James 3:8,9 - Peter Pett's Commentary on the Bible

Bible Comments

‘But the tongue can no man tame. It is a restless evil, it is full of deadly poison. With it we bless the Lord and Father, and with it we curse men, who are made after the likeness of God.'

For the one thing that is untameable is the tongue. It is a restless evil, ever at work doing harm and causing problems, and in the end making men spiritually ill and permeating their whole being with poison (compare Psalms 140:3 - ‘they make their tongue sharp as a serpent's and under their lips is the poison of vipers'. See also Romans 3:13, "With their tongues they have used deceit; the poison of asps is under their lips"). It may sometimes appear to be tamed, but its wildness will soon manifest itself if it is taken off the bridle.

And how inconsistent the tongue is. At one time it blesses ‘the Lord and Father', the Lord of creation (Malachi 2:10; compare Malachi 1:6; Isaiah 64:8), and then at another time, sometimes very soon afterwards, it curses the very lords of creation whom God has set in place, who have been made in the very likeness of the God they bless (Genesis 1:27-28). They can even curse those who are the very representatives of God. James is using a powerful word in ‘curse' but it covers anything which is said to the detriment of others, right up to the worst of all, the actual curse. Compare John 7:49. Here are doubleminded men indeed (see James 1:8).

This idea of ‘blessing' was especially relevant to a Jew, and therefore to many Jewish Christians. Whenever the name of God was mentioned, a Jew had to respond: "Blessed be He!" Furthermore three times a day the devout Jew had to repeat the Shemoneh Esreh, the famous eighteen prayers called Eulogies, every one of which begins, "Blessed be You, O God." God was indeed, The Blessed One, (‘eulogetos'), the One who was continually blessed. And yet the very mouths and tongues with which they frequently and piously blessed God, were the very same mouths and tongues with which they cursed their fellowmen. James found this quite unacceptable. He considered it as unnatural as for a spring to gush out both fresh and salt water or a tree to bear opposite kinds of fruit.

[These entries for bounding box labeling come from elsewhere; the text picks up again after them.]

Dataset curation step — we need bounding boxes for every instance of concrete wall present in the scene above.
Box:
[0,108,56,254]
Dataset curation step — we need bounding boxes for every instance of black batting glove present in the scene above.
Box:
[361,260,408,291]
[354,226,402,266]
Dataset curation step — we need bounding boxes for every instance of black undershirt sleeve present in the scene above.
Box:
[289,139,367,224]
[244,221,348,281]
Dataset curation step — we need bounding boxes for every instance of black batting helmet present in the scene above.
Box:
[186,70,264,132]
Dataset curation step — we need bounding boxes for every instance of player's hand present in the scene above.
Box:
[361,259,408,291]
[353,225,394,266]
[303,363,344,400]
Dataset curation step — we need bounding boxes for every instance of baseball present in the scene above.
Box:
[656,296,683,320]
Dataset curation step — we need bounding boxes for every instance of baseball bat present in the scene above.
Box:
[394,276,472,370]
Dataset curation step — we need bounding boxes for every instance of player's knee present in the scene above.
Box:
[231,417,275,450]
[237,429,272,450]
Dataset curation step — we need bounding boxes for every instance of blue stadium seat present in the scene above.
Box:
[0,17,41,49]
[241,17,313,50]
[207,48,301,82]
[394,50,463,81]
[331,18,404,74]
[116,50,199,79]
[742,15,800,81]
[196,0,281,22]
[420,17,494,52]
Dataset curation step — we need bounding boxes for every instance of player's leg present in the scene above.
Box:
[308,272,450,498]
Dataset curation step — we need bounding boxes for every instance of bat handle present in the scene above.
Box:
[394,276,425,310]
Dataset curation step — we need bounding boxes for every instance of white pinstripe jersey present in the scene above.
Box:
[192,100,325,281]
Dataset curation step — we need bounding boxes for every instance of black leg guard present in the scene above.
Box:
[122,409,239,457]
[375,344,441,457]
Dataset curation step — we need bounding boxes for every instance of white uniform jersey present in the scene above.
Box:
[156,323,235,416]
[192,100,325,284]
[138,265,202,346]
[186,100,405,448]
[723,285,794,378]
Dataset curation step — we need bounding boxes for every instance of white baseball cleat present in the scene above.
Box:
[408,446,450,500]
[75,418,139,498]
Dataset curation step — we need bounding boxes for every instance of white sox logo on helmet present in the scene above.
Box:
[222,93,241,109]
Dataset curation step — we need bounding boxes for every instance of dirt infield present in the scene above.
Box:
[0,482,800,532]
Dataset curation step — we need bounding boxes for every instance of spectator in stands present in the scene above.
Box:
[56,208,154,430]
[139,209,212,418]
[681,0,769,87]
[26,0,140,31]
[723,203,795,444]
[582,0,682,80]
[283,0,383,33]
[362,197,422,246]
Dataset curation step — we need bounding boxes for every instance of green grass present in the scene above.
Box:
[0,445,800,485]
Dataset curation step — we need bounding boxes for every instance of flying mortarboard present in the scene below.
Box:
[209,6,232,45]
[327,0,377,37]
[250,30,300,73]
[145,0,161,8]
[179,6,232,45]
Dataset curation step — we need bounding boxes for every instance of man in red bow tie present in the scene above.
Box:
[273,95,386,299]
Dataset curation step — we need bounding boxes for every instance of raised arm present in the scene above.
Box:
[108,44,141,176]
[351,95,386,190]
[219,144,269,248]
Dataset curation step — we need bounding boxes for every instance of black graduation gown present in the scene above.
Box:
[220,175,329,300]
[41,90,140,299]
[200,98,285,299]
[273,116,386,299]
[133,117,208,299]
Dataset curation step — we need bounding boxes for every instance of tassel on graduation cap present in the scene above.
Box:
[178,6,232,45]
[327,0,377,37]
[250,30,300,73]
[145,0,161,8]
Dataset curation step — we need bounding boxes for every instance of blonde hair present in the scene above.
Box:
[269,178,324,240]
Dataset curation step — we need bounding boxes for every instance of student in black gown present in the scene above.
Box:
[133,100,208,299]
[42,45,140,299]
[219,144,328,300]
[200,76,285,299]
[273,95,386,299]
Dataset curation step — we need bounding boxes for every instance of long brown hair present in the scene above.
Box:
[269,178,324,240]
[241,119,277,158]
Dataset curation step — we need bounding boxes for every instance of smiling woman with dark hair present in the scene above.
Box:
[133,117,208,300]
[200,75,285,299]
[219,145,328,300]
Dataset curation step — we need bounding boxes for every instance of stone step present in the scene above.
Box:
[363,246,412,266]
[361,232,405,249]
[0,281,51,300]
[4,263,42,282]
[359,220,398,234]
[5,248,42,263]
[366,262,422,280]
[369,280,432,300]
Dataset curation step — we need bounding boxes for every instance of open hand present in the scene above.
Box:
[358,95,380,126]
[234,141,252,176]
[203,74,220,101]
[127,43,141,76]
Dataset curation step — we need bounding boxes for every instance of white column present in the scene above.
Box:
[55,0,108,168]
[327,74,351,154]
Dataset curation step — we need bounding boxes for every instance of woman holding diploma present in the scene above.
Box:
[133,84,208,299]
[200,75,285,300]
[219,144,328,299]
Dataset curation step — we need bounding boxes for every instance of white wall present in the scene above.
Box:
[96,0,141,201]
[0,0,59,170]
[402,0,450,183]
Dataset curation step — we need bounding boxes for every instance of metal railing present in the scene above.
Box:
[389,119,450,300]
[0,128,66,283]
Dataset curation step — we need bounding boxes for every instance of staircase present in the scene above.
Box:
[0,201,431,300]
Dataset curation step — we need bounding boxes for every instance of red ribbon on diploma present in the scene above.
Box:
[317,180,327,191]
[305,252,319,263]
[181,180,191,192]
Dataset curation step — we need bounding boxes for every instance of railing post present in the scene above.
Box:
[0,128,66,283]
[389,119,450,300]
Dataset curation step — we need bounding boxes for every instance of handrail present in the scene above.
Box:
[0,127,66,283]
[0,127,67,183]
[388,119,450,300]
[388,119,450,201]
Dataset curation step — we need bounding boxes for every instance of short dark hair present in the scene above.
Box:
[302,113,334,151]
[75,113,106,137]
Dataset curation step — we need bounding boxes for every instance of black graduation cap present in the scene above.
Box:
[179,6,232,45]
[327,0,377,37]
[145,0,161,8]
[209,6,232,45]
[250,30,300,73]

But note that it is man who is unable to tame the tongue (see also James 3:14-15). Once God steps into the equation things are very different (James 3:13; James 3:17-18). See also Ephesians 4:29-31, ‘let no evil communication come out of your mouths but only such as is good for edifying, as fits the occasion, that it may impart grace to those who hear --- let all bitterness, and wrath, and anger, and clamour and slander be put away from you, with all malice, and be kind to one another, tender-hearted, forgiving one another, as God in Christ forgave you.'

James 3:8-9

8 But the tongue can no man tame; it is an unruly evil, full of deadly poison.

9 Therewith bless we God, even the Father; and therewith curse we men, which are made after the similitude of God.